Davutoğlu çelişkili
Ahmet Davutoğlu PKK bildirisine imza atan akademisyenler için çelişkili konuşuyor. Diyor ki:
"Ben prensip olarak hüküm verilene kadar eğer herhangi bir hukuki zorunluluk yoksa, insanların tutuklu yargılanmalarına karşıyım. Sonunda beraat olursa, özgürlüklerin kısıtlanması geri ödenemeyecek bir haktır. Bana en büyük cezayı versinler, ama konuşma, yürüme özgürlüğümü elimden almasınlar. 28 Şubat'ta baskılar yaşamış bir akademisyen olarak söylüyorum: Düşüncenin hiçbir türüne sınır getirilmesini kabul edemem. Boğaziçi Üniversitesi'ndeki o akademisyen (Esra Mungan) geçmişte başörtü yasağına da karşı çıkan bir isim. Onunla ilgili olumsuz kanaatim yok. Aksine özgürlükçü tutumunu duymuş olduğum bir isim. O parçalanmış bedenleri gördükten sonra hâlâ bir akademisyen o bildiriyi PKK'yı eleştirmeden okuyorsa, ben onunla ayrı bir düzlemde tartışır, mücadelemi veririm. Hukuki konu ayrıdır."

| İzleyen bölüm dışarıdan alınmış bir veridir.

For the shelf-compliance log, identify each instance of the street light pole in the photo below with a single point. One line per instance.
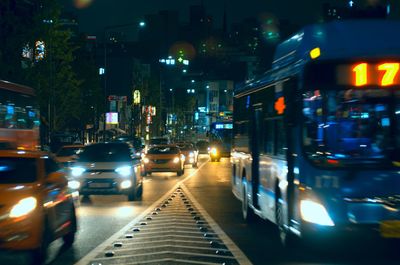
(106, 29)
(105, 85)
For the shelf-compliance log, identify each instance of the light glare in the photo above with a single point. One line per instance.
(23, 207)
(314, 212)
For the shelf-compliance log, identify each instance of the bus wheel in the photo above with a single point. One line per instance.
(288, 239)
(247, 213)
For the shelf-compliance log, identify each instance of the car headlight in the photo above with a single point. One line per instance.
(77, 171)
(74, 184)
(23, 207)
(214, 151)
(314, 212)
(126, 184)
(124, 171)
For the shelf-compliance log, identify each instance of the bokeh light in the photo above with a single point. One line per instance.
(82, 3)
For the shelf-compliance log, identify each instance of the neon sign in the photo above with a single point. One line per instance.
(382, 74)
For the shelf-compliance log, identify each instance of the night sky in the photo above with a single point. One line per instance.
(100, 13)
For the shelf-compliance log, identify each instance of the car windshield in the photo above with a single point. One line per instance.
(15, 170)
(163, 150)
(158, 141)
(108, 152)
(185, 147)
(69, 151)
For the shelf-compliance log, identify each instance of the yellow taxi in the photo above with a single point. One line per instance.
(35, 205)
(163, 158)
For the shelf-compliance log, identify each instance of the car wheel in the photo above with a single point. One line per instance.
(287, 239)
(38, 256)
(247, 213)
(69, 238)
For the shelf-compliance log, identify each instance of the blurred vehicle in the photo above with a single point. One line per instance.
(202, 146)
(158, 141)
(107, 168)
(136, 142)
(163, 158)
(68, 154)
(190, 152)
(19, 118)
(215, 151)
(36, 207)
(60, 139)
(326, 146)
(221, 132)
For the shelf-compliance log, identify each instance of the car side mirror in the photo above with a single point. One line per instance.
(56, 178)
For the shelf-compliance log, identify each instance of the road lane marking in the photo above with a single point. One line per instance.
(98, 252)
(235, 250)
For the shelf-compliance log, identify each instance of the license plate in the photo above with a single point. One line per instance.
(390, 229)
(99, 185)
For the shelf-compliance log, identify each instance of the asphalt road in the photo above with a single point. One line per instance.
(103, 216)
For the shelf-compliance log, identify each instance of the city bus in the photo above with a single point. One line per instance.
(316, 146)
(19, 117)
(221, 135)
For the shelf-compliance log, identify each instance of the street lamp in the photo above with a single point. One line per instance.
(105, 71)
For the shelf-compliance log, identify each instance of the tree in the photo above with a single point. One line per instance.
(53, 76)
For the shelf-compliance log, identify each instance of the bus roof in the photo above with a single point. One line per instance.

A. Davutoğlu'nun şu sözlerine katılıyorum:
"... bir hukuki zorunluluk yoksa, insanların tutuklu yargılanmalarına karşıyım."
Bunda anlaştık.
Ama Boğaziçi Üniversitesi'nden PKK bildirisini imzalayan akademisyene sırf başörtüsü yasaklarına karşı çıkmasından dolayı hoşgörü gösterilmesini anlayamıyorum.
Tamam... Tutuklanmasınlar. Haklarında bir soruşturma varsa bir an önce tamamlansın... Suç isnat edilenler mahkemeye çıkarılsınlar ve "âdil muhakeme" sonunda, ister beraat, ister ceza, haklarında verilecek hükme razı olalım.

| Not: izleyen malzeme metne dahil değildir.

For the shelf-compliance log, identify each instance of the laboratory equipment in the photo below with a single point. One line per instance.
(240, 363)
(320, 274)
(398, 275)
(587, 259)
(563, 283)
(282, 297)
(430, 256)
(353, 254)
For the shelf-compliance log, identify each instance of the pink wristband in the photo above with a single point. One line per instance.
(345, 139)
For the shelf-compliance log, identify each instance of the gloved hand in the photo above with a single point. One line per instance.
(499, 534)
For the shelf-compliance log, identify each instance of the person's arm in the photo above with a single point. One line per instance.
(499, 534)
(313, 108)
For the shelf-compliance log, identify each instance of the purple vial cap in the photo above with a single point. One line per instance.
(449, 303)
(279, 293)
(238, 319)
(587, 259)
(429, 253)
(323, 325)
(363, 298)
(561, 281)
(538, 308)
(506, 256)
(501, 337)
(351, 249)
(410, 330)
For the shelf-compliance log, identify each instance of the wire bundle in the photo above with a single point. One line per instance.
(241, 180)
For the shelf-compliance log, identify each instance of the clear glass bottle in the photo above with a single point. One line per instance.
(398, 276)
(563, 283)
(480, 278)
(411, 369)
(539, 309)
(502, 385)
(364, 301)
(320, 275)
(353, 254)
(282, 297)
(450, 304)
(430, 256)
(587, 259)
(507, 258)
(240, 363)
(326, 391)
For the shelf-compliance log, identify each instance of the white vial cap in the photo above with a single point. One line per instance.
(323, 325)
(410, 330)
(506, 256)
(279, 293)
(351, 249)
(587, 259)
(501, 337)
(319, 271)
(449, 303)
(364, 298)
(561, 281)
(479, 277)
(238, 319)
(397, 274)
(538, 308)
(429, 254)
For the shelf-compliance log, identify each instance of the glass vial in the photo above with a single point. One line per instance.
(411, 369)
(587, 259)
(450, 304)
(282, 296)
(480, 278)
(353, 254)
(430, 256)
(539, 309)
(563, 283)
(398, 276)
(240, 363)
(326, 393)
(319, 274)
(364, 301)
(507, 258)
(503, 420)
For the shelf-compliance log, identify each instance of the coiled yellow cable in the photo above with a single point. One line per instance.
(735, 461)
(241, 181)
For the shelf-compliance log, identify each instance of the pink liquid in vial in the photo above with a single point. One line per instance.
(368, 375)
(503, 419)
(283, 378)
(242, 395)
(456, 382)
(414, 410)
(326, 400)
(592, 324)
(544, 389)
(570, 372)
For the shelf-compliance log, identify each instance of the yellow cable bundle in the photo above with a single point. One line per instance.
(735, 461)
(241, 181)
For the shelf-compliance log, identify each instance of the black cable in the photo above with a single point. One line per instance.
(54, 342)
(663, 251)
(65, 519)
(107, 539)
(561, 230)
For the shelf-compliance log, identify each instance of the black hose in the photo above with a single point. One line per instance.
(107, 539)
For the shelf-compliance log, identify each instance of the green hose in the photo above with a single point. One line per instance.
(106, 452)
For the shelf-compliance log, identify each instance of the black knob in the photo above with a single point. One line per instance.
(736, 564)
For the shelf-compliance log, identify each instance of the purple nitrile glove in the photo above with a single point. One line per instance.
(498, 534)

PKK ile savaşılırken sen PKK'yı savunan bir bildiri yayınla, Bunun adına "özgürlükçü düşünce" de! Mümkün mü?
Davutoğlu'nun kastettiği akademisyenin kocası Prof. Dr. Gençay Gürsoy'muş... Bu Gençay Gürsoy, en eski TİP'lilerden... En eski etnikçilerden... Müzmin imzacıdır. Bütün aykırı bildirilerde imzasını görebilirsiniz. PKK'nın gazetesinin de yazarıdır bu namlı Hoca... Kocasına bakarak elbette karısı hakkında bir hüküm veremeyiz; ancak aynı bildiriye imza attıklarına göre fikir ayrılıkları yok.
A. Davutoğlu, kusura bakmasın, çok sığ düşünüyor. "O parçalanmış bedenleri gördükten sonra hâlâ bir akademisyen o bildiriyi PKK'yı eleştirmeden okuyorsa, ben onunla ayrı bir düzlemde tartışır, mücadelemi veririm" demesi çelişkidir.
A. Davutoğlu'nun bu sözlerden, "Devleti 'katliamcı' diye itham edebilirsiniz ama keşke PKK'ya da en azından niye hendek kazdınız, deseydiniz" manası çıkıyor!
Çok ciddî bir durumla karşı karşıyayız.
Bir tarafta ayağından yaralandığı hâlde, birliğini bırakmayan ve sonra şehit düşen yüzbaşımız; "seni çok özledik" diye mektup yazan çocuklarına rağmen, gönüllü olarak yurt dışından Nusaybin'e vatan savunmasına koşan polisimiz ve daha yüzlercesi; diğer tarafta, cephe gerisinde, "fikir hürriyeti" adı altında PKK'ya moral veren, "Yürü aslanlarım, askere polise gününü gösterin!" der gibi PKK bildirisine imza atan bir güruh...
Hem onun, hem öbürünün yanında olunmaz!
Diğer imzacılar içeride değilken, üçü neden içerideler? Israrcı oldukları için atmışlar ama diğerlerinden de nedamet duyanını okumadık. 1128 bildirici ve onları savunmak için aynı bildiriye imza atacağını söyleyen 611 akademisyen hakkında soruşturma bir an önce sonuçlanıp mahkeme karşısına çıkarılmalıdırlar.
İmzacıların inine girilmelidir. İzmit Savcılığı imza merkezi olarak Boğaziçi Üniversitesi'ni gösteriyor. Bir örgütle karşı karşıya olabiliriz.